The main sequence will start at Sensor QC and run through to Data Reduction QC. We pass a map of Objects between the jobs, and the following job knows what needs to be in the map for it to do its thing. If anything isn't there it will fail.
Note that jobs that are not the first entry in a sequence cannot be requeued.
Note that the sensor offsets restarts the calculations at Data Reduction, which will be in the middle of the standard job flow.
Be careful with SearchableSensorValuesList
- if it's made groups for grouped measurements, they will be come invalid if the QC changes.
Testing stats:
Original: Recalculate dataset: 2m 50s, 10.8Gb
DataSetSensorValues
operates in different modes (All, Ignore Flushing, Ignore Internal Calibrations). This will need to be build into the class because the different jobs need different modes.

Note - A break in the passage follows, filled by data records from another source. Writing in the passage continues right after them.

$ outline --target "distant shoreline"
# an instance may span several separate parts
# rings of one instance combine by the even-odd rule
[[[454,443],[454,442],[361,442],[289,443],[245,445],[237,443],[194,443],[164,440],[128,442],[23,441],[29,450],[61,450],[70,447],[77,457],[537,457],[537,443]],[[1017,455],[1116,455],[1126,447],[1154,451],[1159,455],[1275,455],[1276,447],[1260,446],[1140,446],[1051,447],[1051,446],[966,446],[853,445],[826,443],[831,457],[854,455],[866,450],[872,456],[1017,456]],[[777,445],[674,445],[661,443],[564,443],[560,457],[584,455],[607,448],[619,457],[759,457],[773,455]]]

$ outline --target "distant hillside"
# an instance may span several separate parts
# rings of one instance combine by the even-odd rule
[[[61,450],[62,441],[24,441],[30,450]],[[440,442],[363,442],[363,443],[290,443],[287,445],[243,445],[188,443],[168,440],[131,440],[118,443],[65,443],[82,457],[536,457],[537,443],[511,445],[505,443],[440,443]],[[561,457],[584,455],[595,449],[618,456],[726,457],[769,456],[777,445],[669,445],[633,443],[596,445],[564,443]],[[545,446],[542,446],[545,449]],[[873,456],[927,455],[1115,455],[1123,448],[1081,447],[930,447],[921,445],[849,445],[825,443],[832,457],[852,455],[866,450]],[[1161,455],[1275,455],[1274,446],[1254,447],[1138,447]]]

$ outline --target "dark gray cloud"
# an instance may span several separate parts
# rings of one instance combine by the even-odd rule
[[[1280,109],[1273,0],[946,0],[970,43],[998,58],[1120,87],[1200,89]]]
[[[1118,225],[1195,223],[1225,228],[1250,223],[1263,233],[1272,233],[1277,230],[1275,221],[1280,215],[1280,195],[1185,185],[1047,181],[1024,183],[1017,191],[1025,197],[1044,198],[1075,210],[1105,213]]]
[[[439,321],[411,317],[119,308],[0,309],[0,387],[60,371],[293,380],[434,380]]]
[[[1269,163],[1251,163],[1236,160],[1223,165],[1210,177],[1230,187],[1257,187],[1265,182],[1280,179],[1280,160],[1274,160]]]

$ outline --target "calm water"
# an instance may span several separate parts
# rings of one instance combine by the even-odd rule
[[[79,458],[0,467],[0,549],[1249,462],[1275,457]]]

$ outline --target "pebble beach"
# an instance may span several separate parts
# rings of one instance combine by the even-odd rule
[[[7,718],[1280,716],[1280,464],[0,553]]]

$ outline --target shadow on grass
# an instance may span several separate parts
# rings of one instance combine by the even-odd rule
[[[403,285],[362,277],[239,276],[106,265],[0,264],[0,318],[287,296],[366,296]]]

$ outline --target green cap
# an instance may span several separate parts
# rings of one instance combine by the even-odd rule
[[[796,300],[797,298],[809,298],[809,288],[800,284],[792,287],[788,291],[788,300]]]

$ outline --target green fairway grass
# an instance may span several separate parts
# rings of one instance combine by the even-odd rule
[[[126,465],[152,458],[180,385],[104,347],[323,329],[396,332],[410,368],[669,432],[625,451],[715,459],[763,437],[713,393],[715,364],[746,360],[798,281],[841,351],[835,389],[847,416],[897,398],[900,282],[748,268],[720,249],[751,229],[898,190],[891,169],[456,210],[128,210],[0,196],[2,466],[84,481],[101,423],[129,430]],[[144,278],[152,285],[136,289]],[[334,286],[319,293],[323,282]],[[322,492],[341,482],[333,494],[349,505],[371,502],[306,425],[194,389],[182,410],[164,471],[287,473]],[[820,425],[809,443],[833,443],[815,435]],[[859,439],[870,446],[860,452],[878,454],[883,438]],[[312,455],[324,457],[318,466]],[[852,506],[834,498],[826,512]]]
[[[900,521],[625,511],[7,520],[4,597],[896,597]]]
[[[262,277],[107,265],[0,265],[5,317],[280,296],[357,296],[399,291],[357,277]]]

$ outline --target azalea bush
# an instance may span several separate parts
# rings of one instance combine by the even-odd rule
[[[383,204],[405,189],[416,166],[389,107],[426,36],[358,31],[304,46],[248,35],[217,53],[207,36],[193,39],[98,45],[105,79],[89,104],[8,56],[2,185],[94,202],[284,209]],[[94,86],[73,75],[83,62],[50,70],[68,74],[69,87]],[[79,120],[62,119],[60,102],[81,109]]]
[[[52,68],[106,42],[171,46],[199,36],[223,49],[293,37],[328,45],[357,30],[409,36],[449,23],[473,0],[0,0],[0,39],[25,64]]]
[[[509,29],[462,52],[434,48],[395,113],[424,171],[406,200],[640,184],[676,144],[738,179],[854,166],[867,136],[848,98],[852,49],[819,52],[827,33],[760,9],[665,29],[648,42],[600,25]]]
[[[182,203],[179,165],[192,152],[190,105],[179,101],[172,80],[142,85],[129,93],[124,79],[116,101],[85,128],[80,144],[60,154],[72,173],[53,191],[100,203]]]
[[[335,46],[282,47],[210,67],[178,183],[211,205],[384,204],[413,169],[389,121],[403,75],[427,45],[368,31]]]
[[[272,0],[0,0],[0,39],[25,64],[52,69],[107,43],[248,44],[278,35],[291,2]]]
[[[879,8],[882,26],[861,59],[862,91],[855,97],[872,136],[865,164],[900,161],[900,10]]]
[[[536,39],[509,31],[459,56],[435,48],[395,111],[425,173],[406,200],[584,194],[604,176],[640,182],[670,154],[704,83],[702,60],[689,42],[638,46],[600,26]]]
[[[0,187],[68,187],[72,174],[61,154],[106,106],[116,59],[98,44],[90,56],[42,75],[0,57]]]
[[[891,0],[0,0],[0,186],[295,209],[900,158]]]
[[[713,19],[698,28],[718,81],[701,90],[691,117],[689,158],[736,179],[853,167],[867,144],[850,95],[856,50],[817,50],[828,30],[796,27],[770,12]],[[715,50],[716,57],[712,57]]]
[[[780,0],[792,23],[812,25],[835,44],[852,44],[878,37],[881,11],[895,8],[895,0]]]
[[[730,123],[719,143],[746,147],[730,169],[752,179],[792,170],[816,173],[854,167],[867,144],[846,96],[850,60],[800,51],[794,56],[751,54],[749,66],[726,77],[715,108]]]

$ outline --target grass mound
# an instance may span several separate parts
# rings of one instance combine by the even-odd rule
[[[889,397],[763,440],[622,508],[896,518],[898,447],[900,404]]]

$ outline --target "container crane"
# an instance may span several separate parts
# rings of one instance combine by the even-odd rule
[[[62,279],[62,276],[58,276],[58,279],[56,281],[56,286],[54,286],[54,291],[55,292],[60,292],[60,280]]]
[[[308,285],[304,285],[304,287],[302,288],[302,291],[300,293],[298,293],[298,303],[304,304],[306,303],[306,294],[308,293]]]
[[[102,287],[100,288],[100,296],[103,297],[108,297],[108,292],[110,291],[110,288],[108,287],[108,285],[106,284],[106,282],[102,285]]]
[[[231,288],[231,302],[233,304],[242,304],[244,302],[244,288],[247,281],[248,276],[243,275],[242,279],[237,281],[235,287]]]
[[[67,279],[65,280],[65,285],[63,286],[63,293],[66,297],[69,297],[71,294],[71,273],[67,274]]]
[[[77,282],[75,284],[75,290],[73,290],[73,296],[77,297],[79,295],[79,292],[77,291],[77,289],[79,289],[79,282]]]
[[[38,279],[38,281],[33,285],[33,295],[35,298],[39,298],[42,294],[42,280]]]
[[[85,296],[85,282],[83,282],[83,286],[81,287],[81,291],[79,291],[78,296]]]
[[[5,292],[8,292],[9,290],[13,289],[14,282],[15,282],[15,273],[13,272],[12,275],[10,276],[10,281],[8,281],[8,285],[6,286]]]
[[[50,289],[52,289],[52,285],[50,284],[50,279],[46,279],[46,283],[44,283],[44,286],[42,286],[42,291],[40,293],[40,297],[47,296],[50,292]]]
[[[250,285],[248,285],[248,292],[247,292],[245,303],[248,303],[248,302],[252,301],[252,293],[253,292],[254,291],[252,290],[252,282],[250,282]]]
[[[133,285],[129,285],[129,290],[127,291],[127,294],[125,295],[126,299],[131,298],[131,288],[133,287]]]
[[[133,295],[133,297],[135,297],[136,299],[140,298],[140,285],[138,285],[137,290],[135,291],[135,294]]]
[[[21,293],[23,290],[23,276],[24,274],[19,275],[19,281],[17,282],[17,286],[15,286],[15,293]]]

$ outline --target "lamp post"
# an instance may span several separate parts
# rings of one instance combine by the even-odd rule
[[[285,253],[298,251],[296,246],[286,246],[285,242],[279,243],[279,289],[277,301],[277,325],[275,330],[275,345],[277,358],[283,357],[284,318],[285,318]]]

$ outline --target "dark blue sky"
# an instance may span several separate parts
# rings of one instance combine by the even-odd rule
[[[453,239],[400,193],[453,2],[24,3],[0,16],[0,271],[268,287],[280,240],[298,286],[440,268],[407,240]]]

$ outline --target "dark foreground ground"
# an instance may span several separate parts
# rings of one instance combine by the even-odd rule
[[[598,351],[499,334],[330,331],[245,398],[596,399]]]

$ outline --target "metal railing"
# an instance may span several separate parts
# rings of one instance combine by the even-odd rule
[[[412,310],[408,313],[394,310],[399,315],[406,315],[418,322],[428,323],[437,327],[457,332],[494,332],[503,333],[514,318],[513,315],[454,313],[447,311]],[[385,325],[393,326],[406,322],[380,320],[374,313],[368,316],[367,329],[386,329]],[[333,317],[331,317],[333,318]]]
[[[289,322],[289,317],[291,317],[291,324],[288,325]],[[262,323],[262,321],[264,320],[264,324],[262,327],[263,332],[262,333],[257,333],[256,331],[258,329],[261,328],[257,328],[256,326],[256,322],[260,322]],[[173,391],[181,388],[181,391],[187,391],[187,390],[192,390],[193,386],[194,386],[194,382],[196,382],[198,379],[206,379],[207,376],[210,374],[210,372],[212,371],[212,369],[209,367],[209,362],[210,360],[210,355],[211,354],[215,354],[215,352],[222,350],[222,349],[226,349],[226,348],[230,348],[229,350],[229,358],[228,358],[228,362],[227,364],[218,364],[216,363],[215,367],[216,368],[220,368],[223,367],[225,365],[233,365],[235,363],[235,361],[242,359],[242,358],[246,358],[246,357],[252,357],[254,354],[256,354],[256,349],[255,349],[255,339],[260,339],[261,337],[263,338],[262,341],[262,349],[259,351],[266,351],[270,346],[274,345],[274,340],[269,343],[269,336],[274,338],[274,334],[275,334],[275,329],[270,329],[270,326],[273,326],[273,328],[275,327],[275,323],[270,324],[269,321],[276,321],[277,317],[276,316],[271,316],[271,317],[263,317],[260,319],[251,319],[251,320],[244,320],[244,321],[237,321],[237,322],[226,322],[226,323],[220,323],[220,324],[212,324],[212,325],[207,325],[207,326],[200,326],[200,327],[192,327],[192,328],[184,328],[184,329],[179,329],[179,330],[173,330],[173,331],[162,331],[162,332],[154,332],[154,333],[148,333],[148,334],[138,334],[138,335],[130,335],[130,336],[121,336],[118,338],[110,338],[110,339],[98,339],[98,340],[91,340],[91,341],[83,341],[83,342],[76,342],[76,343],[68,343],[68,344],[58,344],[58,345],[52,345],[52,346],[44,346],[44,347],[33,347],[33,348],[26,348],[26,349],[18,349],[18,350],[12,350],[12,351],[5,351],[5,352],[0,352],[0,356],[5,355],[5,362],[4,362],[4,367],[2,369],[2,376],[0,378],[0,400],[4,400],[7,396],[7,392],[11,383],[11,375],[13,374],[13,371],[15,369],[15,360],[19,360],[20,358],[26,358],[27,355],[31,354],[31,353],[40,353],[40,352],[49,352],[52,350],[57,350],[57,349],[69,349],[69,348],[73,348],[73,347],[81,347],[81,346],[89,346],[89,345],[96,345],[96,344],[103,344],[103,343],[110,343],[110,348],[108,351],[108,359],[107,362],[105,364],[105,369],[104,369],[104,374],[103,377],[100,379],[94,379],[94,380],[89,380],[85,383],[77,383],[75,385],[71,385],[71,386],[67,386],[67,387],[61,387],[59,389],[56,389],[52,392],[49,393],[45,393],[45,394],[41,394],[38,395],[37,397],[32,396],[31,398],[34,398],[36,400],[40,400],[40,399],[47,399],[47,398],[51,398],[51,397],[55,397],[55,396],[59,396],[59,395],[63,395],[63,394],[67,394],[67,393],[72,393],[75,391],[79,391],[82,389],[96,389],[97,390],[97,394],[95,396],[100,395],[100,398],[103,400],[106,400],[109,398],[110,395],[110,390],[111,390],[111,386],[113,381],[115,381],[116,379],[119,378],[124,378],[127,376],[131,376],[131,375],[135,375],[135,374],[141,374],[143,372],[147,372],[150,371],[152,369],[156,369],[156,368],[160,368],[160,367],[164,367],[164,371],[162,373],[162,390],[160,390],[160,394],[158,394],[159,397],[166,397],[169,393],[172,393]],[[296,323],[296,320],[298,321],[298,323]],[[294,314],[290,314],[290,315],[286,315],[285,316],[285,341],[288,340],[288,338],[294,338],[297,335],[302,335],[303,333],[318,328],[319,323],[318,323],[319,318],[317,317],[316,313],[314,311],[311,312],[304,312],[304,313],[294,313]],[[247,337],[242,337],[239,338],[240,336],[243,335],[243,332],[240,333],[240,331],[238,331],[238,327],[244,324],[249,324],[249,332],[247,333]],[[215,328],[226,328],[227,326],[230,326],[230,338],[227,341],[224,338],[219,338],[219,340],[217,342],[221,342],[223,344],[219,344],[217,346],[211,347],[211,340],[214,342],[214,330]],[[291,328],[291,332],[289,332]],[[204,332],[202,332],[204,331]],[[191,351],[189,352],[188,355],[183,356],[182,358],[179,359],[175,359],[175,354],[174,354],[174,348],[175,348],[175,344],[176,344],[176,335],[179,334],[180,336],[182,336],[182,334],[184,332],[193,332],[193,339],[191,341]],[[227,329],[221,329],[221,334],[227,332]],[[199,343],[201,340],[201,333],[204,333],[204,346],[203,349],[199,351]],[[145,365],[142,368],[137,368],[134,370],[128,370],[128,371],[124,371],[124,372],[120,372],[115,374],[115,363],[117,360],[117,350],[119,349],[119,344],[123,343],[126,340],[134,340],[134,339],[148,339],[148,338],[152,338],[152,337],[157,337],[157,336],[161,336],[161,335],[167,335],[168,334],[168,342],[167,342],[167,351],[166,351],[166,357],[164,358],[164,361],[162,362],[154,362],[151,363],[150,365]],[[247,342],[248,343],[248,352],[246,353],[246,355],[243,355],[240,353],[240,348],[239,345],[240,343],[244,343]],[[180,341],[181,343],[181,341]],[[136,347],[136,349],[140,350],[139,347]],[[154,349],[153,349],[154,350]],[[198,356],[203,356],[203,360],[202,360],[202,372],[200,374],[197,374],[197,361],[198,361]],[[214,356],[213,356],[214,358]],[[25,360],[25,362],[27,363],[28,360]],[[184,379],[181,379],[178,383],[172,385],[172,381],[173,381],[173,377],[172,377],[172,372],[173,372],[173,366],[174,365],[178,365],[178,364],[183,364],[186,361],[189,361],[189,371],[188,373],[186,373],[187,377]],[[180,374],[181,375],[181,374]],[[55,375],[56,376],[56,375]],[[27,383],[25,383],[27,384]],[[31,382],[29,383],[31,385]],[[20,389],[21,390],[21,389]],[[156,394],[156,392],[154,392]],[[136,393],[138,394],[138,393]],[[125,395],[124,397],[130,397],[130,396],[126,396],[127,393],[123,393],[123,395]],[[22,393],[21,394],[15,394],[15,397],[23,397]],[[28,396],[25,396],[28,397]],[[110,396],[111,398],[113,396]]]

1am thought: Maybe we just pass a list of all SensorValues between jobs, and build a new DatasetSensorValues object from it at the start of a new job which filters them? Not sure how well that will work with memory usage for all the data structures in a DataSetSensorValues
object. But it might not be too bad, since we won't be duplicating SensorValue
objects. Try it and see.
At the top of each job, see if the TreeSet<SensorValue>
exists in the transfer data, and if not load it. We may need a new method in DataSetDataDB
for this.
Since the jobs are typically I/O bound at this point, can we pass data from one job to the other in the chain? e.g. AutoQCJob and DataReductionJob both need SensorValues (It's 2:30am and I can't remember the exact requirements, but you get the idea.)
This might mean that data set processing needs to be finished in one go instead of jumping between them, to prevent a ton of RAM being allocated while it's switching between datasets if there's loads queued at once.